High utilization rates of on-premise computing assets are often cited in a cost-based defense of maintaining a pure on-premise strategy for big compute (HPC) workloads. The argument goes like this: the higher the utilization rate of an on-premise system, the more costly it is to lift and shift those workloads to the cloud. This frequently is a result of a total cost of ownership (TCO) study comparing an incomplete set of variables:

The above TCO comparison is woefully incomplete, but the missing pieces aside, even more visibly apparent is the key assumption underlying cloud computing: 100% utilization. The use of the assumption is understandable. Capital investments require financial justification and, depending on their scale, often detailed NPV analysis. Unfortunately, it is difficult to compare a fixed and capitalized expenditure to a variable and operational expenditure for these analyses. Forecasting opex requires detailed logging of compute usage and assumptions that past behavior can predict future requirements. For simplicity, it is easier to simply assume 100% utilization of cloud computing and move on. However, the organizational implications for 100% utilization of cloud computing versus 100% utilization of on-premise assets are very different. 100% utilization of a constrained on-premise compute asset implies queue times, a constant reevaluation of internal resource priorities, and slow reaction times to new requirements. 100% utilization of a certain portion of the immense cloud has none of these disadvantages.

This brings us back to our TSA story.

A TSA Nightmare
Imagine one day, the TSA agents at a particular airport received a peculiar directive: the taxpayers are extremely sensitive to the purchase of capitalized assets; and, as a result, it is now an agency priority to achieve 95% or greater capacity utilization of the newly installed scanners. What would be the consequences?

First, 95% utilization would require passenger processing through the line at all hours of the night, regardless of the fact that airplanes were only leaving and arriving between 6AM and midnight. Second, every 19 out of 20 passengers that arrived at the security line should expect a queue, regardless of the time they arrived. Third, during peak travel periods, wait times would increase exponentially. Fourth, in the long run, to achieve the targets, the TSA agents would be incentivized to shut down additional security lines and laterally transfer “excess” scanners to other airports. Somewhere in the aftermath is the passenger whose needs have been subordinated to the quest for high utilization rates. The psychology of the passenger changes, also. The passenger begins planning for long queue times, devoting otherwise productive time to gaming a system with limited predictability.

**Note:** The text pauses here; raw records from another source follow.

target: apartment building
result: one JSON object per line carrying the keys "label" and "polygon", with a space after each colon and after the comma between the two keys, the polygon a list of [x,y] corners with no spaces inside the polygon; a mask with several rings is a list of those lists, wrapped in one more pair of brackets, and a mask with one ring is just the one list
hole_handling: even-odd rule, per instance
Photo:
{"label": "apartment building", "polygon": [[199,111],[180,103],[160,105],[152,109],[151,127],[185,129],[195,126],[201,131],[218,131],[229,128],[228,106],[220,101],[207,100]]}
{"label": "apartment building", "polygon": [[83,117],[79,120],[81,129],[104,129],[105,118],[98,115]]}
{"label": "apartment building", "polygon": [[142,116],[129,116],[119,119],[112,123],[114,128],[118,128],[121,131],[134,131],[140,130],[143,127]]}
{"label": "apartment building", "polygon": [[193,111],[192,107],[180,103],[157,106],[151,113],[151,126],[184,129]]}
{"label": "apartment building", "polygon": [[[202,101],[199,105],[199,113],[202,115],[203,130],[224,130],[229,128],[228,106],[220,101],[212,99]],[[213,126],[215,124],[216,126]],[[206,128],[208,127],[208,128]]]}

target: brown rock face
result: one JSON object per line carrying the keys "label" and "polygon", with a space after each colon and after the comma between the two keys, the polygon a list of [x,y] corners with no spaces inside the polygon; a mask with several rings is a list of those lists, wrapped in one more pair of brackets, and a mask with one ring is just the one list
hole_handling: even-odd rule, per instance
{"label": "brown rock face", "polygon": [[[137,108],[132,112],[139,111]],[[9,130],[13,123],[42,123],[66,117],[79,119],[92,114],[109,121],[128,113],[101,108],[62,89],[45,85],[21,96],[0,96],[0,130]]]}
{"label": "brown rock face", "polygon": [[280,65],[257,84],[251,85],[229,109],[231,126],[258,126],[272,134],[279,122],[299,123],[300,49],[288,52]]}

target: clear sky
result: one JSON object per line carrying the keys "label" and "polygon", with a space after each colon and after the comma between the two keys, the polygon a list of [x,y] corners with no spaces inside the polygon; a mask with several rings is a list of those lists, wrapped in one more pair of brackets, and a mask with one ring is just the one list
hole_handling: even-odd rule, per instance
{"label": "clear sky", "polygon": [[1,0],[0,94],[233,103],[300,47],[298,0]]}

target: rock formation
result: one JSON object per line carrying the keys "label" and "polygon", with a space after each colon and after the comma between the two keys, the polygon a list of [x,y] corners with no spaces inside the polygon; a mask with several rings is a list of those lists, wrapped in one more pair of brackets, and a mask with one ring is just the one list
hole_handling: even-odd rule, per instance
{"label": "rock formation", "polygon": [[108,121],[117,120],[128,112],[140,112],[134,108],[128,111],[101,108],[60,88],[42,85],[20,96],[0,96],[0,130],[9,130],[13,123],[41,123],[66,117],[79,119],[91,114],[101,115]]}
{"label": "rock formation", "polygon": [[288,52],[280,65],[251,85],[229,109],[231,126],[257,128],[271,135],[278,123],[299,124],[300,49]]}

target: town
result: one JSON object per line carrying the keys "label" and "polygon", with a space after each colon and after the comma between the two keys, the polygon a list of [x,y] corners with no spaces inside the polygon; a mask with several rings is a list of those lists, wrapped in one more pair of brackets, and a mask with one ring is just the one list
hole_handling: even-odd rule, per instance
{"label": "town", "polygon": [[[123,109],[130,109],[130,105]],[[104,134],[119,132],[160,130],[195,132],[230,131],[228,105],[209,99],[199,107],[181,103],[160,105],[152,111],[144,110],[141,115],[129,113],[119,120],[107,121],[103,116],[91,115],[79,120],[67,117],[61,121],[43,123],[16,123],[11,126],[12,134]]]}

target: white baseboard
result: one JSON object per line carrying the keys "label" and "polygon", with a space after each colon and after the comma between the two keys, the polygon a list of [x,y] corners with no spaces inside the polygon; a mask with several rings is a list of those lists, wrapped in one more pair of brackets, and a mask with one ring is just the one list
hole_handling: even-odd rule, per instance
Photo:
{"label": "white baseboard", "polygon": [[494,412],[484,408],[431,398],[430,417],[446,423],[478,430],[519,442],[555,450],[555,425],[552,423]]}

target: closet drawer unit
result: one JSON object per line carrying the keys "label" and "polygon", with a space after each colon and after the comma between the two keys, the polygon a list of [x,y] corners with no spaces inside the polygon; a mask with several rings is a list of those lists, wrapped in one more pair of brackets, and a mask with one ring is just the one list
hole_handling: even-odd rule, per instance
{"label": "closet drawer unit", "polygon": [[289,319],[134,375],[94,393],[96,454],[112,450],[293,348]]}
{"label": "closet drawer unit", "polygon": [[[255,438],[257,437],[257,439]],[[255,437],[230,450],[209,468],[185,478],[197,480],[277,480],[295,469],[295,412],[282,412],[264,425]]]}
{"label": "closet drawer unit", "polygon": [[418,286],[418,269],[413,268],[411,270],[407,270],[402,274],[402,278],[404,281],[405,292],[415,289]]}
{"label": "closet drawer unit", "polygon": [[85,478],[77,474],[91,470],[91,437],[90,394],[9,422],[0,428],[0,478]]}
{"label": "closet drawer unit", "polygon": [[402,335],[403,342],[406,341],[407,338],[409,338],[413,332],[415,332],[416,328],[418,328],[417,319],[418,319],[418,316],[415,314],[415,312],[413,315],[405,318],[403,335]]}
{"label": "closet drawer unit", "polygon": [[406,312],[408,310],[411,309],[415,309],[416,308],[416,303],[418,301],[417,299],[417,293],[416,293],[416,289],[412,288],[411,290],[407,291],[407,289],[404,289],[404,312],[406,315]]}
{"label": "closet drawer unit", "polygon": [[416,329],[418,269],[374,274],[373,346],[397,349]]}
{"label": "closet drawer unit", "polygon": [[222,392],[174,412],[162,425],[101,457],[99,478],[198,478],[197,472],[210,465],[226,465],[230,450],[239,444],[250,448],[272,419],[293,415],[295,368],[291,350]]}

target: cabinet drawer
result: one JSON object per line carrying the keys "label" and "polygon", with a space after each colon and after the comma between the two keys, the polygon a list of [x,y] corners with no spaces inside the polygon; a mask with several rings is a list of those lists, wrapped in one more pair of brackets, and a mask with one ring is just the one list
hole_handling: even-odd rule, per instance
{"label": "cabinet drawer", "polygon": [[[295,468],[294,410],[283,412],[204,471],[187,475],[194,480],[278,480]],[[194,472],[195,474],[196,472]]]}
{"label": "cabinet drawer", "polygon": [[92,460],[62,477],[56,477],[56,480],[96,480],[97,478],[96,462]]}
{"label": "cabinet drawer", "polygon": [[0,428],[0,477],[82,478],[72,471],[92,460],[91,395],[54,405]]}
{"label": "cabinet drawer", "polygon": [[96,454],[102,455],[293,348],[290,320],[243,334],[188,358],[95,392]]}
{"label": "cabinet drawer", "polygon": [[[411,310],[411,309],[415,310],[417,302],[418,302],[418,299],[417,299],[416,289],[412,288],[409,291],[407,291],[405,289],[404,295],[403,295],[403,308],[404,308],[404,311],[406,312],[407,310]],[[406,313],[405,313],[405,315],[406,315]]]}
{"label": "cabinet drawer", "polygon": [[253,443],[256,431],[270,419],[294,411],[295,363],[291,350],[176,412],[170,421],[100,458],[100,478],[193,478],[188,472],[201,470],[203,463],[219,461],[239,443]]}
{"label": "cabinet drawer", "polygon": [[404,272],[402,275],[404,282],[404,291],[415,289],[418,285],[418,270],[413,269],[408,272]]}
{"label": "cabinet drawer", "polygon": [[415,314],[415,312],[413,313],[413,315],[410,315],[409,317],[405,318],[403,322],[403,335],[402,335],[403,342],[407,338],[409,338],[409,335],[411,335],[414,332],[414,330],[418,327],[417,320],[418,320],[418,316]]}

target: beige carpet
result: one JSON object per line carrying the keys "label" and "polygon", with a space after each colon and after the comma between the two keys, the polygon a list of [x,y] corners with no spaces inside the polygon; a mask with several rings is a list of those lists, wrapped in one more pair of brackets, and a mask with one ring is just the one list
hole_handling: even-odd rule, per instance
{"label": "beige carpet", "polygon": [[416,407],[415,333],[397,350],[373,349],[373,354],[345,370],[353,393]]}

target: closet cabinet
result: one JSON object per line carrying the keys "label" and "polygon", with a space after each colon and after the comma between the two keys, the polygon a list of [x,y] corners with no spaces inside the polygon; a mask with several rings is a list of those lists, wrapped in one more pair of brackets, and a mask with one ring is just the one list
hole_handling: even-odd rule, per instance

In the case of the purchase of a large, fixed-capacity compute system, the misalignment of incentives begin almost immediately after the purchase of the asset. Finance wants to optimize the return on the asset, putting pressure on Information Technology leaders to use the smallest possible asset at the highest levels of utilization for the longest amount of time. Meanwhile, hardware requirements continue to diverge and evolve outside the walls of the company, artificially constraining the company to decisions made years prior when business conditions were unlikely similar to present day. The very nature of a fixed asset creates winners and losers as workloads from some portions of the company are prioritized over others. Unlike airline travelers, however, engineers, researchers, and data scientists can be given options to bypass the system.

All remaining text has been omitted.